Wie sieht es hingegen mit der heutigen Jugend aus? Ist die Welt angesichts ansteigender Arbeitslosigkeit, zunehmender Zerstreuung in krank machenden Sinnlosigkeiten und überall um sich greifender Perspektivlosigkeit für junge Menschen, denen so früh wie möglich die Wünsche und Visionen geraubt und zerschmettert werden etwa ein weniger gefährlicher Ort geworden? Ist diese Wildnis, der Dschungel der Zivilisation mit seiner stetig ansteigenden Zahl mit Antidepressiva behandelten Kindern und Jugendlichen weniger beängstigend oder schauriger als der dunkle Wald unserer Vorfahren?

Waghalsige Mutproben, der „Kicks“ wegen, unterdrückte Aggressionen, Entwurzelung, Depressionen, Lebensängste und –müdigkeiten nie überwundene Traumata, in Watte verpackt, behütet und niemals dem ausgesetzt, was unsere Nachkommen heil, groß, klar und mutig werden lässt, sind das heutige Szenario. Die Unterdrückung der Furcht, ja sogar die Negation und vollkommene Verweigerung der den Menschen innewohnenden Ur-Ängste setzen sich seit Generationen ungehindert fort. Ängstliche Kinder werden zu ängstlichen Eltern und die bis an die Zähne bewaffnete Gesellschaft entsetzt sich angesichts ihrer eigenen Todesängste (denn das Leben endet zwangsläufig mit dem Tod) über unkontrollierbare, amoklaufende Schulgänger.

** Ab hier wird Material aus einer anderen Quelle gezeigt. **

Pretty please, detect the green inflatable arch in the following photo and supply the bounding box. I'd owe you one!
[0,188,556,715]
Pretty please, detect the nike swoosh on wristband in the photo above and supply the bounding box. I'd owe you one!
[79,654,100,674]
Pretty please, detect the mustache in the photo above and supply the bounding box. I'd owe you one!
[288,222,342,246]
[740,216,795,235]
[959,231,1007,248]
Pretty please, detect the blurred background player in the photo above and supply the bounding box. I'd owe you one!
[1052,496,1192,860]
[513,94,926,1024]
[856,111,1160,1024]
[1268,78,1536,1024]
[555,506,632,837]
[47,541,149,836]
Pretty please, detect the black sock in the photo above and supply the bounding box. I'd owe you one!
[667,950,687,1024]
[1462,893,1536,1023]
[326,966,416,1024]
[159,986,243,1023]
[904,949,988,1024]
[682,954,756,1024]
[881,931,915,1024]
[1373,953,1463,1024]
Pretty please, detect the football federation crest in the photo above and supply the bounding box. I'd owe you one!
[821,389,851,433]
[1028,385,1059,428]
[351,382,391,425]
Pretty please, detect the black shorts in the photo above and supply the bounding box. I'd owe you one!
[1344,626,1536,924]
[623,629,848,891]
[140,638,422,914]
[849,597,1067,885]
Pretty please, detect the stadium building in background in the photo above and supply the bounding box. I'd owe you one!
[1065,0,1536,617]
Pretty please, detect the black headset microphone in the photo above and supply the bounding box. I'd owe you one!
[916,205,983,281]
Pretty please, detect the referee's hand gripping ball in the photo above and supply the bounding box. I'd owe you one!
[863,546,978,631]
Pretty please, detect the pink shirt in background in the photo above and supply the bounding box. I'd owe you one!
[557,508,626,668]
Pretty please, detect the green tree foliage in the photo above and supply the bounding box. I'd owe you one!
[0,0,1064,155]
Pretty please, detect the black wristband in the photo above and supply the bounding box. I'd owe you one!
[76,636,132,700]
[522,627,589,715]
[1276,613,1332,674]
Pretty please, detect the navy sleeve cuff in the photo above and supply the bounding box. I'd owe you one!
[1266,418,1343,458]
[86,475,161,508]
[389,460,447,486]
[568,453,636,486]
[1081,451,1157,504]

Das Märchen „Von einem, der auszog, das Fürchten zu lernen“ ist höchstwahrscheinlich aktueller denn je. Oder es hat nie an Aktualität verloren sondern ist eine zeitlose (d. h. ewiggültige) Parabel vom Fürchten. Wem schauderte als Kind nicht gern in der Atmosphäre eines geschützten Raumes, am Lagerfeuer, im Ferienlager oder zuhause bei einem Buch oder Film, wenn die Eltern ausgegangen waren? Wer die Furcht nie bewusst kennengelernt und überwunden hat, wird aller Voraussicht nach sein Leben lang damit verbringen, sich anderweitigen Nervenkitzel zu beschaffen. Und er zieht ständig umher auf der Suche, das Fürchten zu lernen – um es zu überwinden.

Oder kann es ein Zufall sein, dass heutzutage viele Jugendliche geradezu nach dem Fürchten wehklagen, indem sie zu Horror-Fans mutieren, Bahn-Surfen, Komasaufen und Killerspiele spielen?

Und welche Bräuche gibt es heute überhaupt, um unsere Kinder in geeignetem Maße in die Welt der Erwachsenen aufzunehmen? In kirchlich geprägten Gebieten sind es die Konfirmation oder Firmung, Symbol der Aufnahme in die Welt der Eigenverantwortlichkeit und religiöse Pflichtvereidigung. In kommunistischen und sozialistischen Staaten kennt man hingegen die Jugendweihe als die feierliche Anerkennung des Erwachsenenstatus, vom Regime kontrolliert, das ganz nebenher zu den Pflichten eines Erwachsenenlebens ermahnt, ganz oben anstehend die Pflicht zur Wahl und Unterstützung der politischen Führung, die er als braver Staatsbürger mitzutragen hat. Ansonsten gibt es in dieser Hinsicht gesellschaftlich nichts zu bieten. Und es ist mehr als fraglich, ob überhaupt jemand mit diesen noch erhaltenen Fragmenten je irgendeine Angst überwunden hat. (Mit Ausnahme vielleicht der Angst, die Verwandten könnten den großen Tag und damit die großen Geschenke vergessen.)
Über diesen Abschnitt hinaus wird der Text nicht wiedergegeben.